Published date01 December 2006

An assured under a marine insurance contract has a duty to take reasonable measures to avert or minimise a loss, whether under s 78(4) of the Marine Insurance Act (Cap 387, 1994 Rev Ed) or under the inevitable suing and labouring clause in the policy. He also has a corresponding right to recover suing and labouring expenses properly incurred. Authorities are scant on the duration of such right or duty. This paper discusses when the right or duty should end.

I. Introduction

1 Man, the assured says, marks the earth with ruin; his control stops with the shore. Upon the watery plain, wrecks are the deed of the sea. That may be so, says the underwriter, but you must still sue and labour. Time writes no wrinkles on the ocean’s brow, pleads the assured, but shall I be thus yoked till the stages of my age and youth are passed?

2 The sue and labour provision in the old Lloyd’s SG (ship and goods) Form had been likened to poetry.1 Perhaps because it would take a doctoral thesis to unravel its meaning:

And in case of any loss or misfortune it shall be lawful to the assured, their factors, servants and assigns, to sue, labour, and travel for, in and about the defence, safeguards, and recovery of the said goods and merchandises, and ship, etc., or any part thereof, without prejudice to this insurance: to the charges whereof we, the assurers, will contribute each one according to the rate and quantity of his sum herein assured.

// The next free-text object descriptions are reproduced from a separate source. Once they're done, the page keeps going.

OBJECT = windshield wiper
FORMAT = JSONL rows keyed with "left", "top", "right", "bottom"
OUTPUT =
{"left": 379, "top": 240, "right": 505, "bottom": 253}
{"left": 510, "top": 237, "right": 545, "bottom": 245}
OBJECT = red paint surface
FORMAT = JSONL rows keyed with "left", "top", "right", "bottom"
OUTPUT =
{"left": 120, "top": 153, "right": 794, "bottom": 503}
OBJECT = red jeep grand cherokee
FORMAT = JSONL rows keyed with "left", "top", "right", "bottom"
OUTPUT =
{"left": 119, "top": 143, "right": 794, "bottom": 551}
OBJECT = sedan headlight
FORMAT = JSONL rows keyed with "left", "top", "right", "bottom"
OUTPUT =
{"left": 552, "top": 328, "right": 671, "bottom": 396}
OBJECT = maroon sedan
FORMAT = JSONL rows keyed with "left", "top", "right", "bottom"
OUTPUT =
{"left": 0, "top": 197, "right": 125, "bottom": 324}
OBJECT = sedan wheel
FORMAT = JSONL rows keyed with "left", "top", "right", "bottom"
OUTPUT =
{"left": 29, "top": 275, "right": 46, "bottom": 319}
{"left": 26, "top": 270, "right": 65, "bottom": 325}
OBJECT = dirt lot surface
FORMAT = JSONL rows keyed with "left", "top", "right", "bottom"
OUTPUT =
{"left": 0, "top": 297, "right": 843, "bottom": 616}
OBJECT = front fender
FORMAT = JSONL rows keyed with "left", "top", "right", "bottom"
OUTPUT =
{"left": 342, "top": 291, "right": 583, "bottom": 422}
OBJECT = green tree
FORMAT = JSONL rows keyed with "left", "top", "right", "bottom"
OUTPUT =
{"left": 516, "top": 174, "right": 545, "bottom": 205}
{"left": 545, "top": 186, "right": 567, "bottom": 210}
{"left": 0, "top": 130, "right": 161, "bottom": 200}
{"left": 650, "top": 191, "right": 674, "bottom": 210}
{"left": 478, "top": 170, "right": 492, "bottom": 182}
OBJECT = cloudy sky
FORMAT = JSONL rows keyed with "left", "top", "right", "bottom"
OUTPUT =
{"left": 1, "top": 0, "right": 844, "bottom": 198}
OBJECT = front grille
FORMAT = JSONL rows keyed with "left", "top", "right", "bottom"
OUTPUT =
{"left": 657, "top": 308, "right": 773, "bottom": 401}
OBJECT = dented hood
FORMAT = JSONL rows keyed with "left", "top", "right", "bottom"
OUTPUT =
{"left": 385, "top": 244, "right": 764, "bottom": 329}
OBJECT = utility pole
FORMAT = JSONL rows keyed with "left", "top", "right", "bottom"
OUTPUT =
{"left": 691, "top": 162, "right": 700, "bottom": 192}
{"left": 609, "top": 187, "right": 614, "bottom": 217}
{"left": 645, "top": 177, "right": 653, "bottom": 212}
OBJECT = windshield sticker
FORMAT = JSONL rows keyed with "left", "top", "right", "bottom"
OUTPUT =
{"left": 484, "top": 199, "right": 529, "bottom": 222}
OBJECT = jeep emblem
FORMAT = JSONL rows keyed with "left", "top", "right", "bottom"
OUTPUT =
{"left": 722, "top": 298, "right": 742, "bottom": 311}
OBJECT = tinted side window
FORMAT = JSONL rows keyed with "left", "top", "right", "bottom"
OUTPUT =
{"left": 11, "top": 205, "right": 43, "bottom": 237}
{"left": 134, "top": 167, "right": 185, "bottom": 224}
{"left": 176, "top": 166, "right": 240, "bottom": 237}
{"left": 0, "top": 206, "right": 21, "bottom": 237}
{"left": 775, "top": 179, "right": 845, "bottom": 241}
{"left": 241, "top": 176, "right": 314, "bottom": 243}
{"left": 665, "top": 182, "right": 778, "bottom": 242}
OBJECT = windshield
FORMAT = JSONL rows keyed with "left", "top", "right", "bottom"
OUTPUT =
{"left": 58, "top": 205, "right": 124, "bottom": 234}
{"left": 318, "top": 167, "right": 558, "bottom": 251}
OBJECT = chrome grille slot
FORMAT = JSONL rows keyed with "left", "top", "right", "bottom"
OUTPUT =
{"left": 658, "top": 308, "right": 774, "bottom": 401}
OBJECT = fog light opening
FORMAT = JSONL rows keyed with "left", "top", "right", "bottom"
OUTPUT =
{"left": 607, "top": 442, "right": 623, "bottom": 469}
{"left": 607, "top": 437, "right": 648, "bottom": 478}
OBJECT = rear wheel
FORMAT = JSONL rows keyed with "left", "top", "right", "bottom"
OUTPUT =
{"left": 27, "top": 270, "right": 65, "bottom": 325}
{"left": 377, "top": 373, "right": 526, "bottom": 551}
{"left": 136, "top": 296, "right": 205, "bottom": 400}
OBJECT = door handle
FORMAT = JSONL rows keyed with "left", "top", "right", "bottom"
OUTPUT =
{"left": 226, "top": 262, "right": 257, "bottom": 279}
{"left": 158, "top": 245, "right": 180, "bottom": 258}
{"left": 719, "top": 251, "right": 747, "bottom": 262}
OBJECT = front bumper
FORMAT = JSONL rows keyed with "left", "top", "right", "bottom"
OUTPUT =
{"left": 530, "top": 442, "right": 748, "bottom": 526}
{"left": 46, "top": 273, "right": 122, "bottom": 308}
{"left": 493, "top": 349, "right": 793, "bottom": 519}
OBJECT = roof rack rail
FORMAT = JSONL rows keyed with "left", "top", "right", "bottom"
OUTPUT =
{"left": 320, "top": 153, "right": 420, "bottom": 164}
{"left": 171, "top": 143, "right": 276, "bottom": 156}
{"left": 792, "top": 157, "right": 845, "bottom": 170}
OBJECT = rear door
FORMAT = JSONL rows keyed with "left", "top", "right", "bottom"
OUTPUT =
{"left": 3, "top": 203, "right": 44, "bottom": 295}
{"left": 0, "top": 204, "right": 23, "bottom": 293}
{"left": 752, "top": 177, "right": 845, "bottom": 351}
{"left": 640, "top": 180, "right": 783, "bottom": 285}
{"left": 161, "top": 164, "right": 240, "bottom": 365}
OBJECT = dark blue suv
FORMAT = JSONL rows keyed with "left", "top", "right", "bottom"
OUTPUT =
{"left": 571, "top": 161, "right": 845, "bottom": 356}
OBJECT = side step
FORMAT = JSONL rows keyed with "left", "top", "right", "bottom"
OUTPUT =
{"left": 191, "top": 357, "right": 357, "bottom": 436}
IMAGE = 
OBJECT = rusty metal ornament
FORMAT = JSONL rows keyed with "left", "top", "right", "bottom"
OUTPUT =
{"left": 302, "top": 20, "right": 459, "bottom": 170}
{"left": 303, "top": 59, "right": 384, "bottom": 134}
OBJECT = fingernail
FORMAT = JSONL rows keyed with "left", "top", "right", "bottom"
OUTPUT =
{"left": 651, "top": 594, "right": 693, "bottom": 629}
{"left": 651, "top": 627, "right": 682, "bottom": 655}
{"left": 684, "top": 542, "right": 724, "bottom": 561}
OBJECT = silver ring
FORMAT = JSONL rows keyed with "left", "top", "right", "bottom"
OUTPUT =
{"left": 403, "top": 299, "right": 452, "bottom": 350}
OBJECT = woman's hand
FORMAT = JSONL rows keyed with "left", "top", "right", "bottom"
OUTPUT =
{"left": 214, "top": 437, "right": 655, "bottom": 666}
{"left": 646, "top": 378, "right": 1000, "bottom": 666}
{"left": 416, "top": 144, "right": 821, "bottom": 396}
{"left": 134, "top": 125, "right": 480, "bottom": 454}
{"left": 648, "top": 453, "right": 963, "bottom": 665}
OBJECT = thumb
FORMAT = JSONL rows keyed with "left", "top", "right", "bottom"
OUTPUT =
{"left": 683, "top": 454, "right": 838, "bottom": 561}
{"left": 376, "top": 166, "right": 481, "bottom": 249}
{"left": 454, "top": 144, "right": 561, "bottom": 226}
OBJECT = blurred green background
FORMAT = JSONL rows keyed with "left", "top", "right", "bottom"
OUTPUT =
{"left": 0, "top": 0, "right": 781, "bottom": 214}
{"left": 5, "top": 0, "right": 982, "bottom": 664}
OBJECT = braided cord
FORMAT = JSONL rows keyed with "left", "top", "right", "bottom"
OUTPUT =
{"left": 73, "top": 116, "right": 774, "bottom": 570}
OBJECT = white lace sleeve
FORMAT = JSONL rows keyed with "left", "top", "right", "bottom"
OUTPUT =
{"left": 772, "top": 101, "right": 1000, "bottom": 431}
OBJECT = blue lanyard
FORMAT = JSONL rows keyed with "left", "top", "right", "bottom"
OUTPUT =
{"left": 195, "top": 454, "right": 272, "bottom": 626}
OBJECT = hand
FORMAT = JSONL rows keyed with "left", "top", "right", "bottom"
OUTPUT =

3 Clearly, the clause is prolix, not Byronic. But what about the assured’s plea: When does sue and labour end? The travel continues in prose.

4 The SG Form version is couched in permissive language, referring to a right.2 The modern version, found in, for example, the International Hull Clauses 1/11/03 (“IHC”) speaks of the “duty of the Assured and their servants and agents to take such measures as may be reasonable for the purpose of averting or minimizing a loss which would be recoverable under this insurance”. It also requires the underwriters to contribute to “charges properly and reasonably incurred” for such measures.3 The right and the duty are correlative, and it is the premise of this paper that, as the right ends, so shall the duty.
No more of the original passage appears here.